La crisis de desaparición en México no puede condicionarse a una carpeta de investigación

En un país donde la cifra negra de delitos no denunciados alcanza el 93%, utilizar
exclusivamente las carpetas de investigación para medir la magnitud de la tragedia de
desaparición es una distorsión de la realidad.
● Sugerir que la apertura de una carpeta de investigación es indispensable para realizar
acciones de búsquedas, merma el derecho de todas las personas a ser buscadas.
● Ante la falta de la claridad metodológica, persiste el cuestionamiento sobre la
reducción en la cifra oficial de personas desaparecidas.


Ciudad de México, 27 de marzo de 2026 – Tras la presentación de los avances del
Registro Nacional de Personas Desaparecidas y No Localizadas (RNPDNO) realizada durante la conferencia matutina del día de hoy por la Presidenta Claudia Sheinbaum Pardo, las organizaciones que acompañamos a las familias buscadoras en su exigencia de verdad y justicia manifestamos nuestra profunda preocupación.

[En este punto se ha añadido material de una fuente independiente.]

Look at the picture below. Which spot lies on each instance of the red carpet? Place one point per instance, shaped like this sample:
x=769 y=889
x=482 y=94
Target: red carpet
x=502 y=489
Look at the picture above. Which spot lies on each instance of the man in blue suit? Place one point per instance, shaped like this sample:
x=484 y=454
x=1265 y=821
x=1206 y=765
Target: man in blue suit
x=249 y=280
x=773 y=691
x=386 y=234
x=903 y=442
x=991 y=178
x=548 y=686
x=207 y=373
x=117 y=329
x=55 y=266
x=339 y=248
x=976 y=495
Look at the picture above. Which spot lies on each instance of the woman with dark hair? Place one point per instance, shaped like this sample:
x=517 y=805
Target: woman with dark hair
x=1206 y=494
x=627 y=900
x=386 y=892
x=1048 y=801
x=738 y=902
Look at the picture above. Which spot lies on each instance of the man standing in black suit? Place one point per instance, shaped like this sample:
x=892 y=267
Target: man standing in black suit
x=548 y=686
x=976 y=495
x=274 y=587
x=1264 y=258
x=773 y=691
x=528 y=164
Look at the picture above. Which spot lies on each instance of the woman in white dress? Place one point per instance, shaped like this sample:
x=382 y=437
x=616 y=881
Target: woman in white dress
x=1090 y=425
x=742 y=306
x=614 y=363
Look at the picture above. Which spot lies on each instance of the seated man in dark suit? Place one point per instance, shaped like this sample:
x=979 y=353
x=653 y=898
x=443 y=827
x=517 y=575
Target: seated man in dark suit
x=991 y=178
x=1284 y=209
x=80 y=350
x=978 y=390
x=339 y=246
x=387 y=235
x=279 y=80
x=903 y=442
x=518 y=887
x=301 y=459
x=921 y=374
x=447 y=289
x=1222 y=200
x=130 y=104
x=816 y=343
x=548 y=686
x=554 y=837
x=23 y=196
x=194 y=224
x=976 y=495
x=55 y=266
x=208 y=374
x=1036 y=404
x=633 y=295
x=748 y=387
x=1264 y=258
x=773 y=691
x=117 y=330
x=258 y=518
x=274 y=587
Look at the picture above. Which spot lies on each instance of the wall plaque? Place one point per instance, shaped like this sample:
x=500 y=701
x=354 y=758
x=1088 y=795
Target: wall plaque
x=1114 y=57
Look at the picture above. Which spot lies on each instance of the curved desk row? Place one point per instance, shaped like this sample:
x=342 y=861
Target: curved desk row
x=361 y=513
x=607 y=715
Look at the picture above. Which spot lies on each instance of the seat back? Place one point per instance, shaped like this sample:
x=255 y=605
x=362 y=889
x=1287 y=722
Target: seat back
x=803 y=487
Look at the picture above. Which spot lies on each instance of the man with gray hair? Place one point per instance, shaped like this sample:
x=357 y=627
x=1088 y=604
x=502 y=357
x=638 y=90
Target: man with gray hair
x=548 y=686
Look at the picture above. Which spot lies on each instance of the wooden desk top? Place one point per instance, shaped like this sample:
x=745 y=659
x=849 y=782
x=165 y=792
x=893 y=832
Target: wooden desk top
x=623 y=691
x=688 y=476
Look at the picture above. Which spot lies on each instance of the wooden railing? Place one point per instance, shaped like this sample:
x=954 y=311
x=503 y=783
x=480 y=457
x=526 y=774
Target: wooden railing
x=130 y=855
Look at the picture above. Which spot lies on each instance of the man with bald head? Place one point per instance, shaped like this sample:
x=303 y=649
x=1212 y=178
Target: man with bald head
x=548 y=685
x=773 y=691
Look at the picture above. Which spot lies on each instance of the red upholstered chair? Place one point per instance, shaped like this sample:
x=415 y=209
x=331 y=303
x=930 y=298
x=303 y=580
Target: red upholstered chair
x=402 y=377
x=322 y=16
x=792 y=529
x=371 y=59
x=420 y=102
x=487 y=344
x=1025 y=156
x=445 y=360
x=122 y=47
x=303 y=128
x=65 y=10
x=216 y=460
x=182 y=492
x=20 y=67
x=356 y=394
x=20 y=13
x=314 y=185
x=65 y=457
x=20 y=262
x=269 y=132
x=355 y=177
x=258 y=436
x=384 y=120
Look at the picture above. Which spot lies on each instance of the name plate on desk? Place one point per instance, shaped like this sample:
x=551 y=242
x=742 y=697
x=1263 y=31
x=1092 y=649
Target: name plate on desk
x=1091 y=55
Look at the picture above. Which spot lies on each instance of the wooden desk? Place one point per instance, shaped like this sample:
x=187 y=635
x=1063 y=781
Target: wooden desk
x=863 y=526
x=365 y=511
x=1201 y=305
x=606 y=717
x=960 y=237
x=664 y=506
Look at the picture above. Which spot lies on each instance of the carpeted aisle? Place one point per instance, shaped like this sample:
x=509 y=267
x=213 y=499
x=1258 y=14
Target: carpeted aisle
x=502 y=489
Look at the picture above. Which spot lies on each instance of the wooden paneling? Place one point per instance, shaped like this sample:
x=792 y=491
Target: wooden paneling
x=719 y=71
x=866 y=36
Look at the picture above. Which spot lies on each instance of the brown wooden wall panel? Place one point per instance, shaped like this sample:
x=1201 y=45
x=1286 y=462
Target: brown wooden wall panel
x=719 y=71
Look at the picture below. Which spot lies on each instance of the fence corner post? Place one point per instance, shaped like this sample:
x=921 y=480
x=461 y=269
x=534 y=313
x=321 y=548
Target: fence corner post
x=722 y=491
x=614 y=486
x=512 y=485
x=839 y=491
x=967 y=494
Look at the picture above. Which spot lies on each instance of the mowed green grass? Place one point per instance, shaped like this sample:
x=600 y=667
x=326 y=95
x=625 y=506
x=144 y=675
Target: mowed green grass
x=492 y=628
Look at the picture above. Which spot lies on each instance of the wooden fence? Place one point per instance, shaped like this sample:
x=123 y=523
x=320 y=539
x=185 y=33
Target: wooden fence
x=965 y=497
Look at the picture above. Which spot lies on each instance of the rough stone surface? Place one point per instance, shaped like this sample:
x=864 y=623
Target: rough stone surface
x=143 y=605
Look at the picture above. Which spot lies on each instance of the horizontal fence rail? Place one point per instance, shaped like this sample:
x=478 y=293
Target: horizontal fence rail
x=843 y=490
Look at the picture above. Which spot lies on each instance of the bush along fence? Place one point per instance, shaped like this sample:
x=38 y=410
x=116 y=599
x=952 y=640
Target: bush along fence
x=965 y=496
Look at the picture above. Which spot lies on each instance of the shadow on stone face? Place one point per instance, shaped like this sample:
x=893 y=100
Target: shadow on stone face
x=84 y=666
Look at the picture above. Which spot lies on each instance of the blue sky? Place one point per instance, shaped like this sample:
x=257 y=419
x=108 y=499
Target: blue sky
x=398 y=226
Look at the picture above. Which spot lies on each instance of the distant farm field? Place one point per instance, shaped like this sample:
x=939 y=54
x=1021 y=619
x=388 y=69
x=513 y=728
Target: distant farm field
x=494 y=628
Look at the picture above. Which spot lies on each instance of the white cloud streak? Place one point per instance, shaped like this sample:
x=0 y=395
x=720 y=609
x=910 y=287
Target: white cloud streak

Desde el inicio de la crisis de violencia en 2007, diversos esfuerzos institucionales han intentado minimizar la magnitud de la desaparición en México. Lo presentado hoy no es la excepción: reducir la crisis a una gestión de archivos ministeriales no es solo un error metodológico, es una decisión política que invisibiliza a las víctimas.

1. La trampa de la «obligatoriedad» y el retroceso legal.

La narrativa oficial sostiene que, a partir de ahora, las Fiscalías estarán “obligadas” a
abrir carpetas de investigación por desaparición. Es imperativo aclarar que esta
obligación no es nueva: existe desde la entrada en vigor de la Ley General en 2017.


Afirmar que esto es una novedad ignora que el verdadero obstáculo no es la falta de
leyes, sino las malas prácticas, la corrupción y la omisión sistemática de las fiscalías
que, activamente, evitan recibir denuncias o clasifican las desapariciones como otros delitos para no investigar. Condicionar el registro de una persona desaparecida a la existencia de una carpeta es premiar la ineficiencia institucional.


Preocupa, además, afirmaciones como que el 96% de las personas localizadas no
fueron víctimas de delito, sin que se haya dado a conocer la metodología que sustenta
dicha conclusión. Sin claridad metodológica, este tipo de mensajes puede contribuir a
minimizar la gravedad de la crisis y a desdibujar las obligaciones del Estado frente a las familias.


2. El Estado no es un espectador: responsabilidad e impunidad
Preocupa profundamente que desde el discurso oficial se sostenga la idea de que en
México ya no existen desapariciones forzadas, reduciendo el fenómeno a la actuación
exclusiva del crimen organizado y borrando con ello la posible participación de agentes
estatales. Esta visión elude la responsabilidad del Estado en sus múltiples formas:
● La participación directa y la aquiescencia: Casos de desaparición forzada y
fosas cometidos directamente o vinculados a autoridades que siguen sin
justicia.
● La omisión y la corrupción: El Estado es responsable cuando sus instituciones
permiten que las redes criminales operen con libertad y cuando los procesos de
investigación son opacos.
● La impunidad como combustible: Mientras apenas una fracción mínima de los
casos reconocidos cuente con una investigación real, el mensaje del Estado es
de permisividad.


3. El subregistro: El riesgo de una medición de papel.


En un país donde la cifra negra (delitos no denunciados) alcanza el 93%, utilizar
exclusivamente las carpetas de investigación para medir la magnitud de la tragedia es
una distorsión de la realidad.


El número de carpetas de investigación no equivale al número de personas
desaparecidas. El RNPDNO reporta hoy más de 132 mil desapariciones, una cifra que es
resultado de la lucha histórica de las familias. Pretender validar únicamente una cifra
reducida basándose en la burocracia de las fiscalías es un intento de minimizar la crisis
para evadir la obligación de búsqueda.

4. Simulación de diálogo y exclusión sistemática.


Lamentamos que la presentación de estos instrumentos se realice sin una
convocatoria amplia, transparente y abierta. Los procesos de esta relevancia requieren una participación sustantiva de quienes han impulsado estas herramientas: las
familias, sus colectivos, personas expertas y también organizaciones acompañantes.
Escuchar menciones de colaboración con organizaciones en espacios oficiales,
mientras en la práctica se nos excluye de la construcción de las metodologías y se
posponen las mesas de trabajo, es una forma de simulación. La búsqueda es una
obligación del Estado, por lo tanto debe ser una política que reconozca, nombre y
busque a cada una de las personas cuyo paradero desconocemos.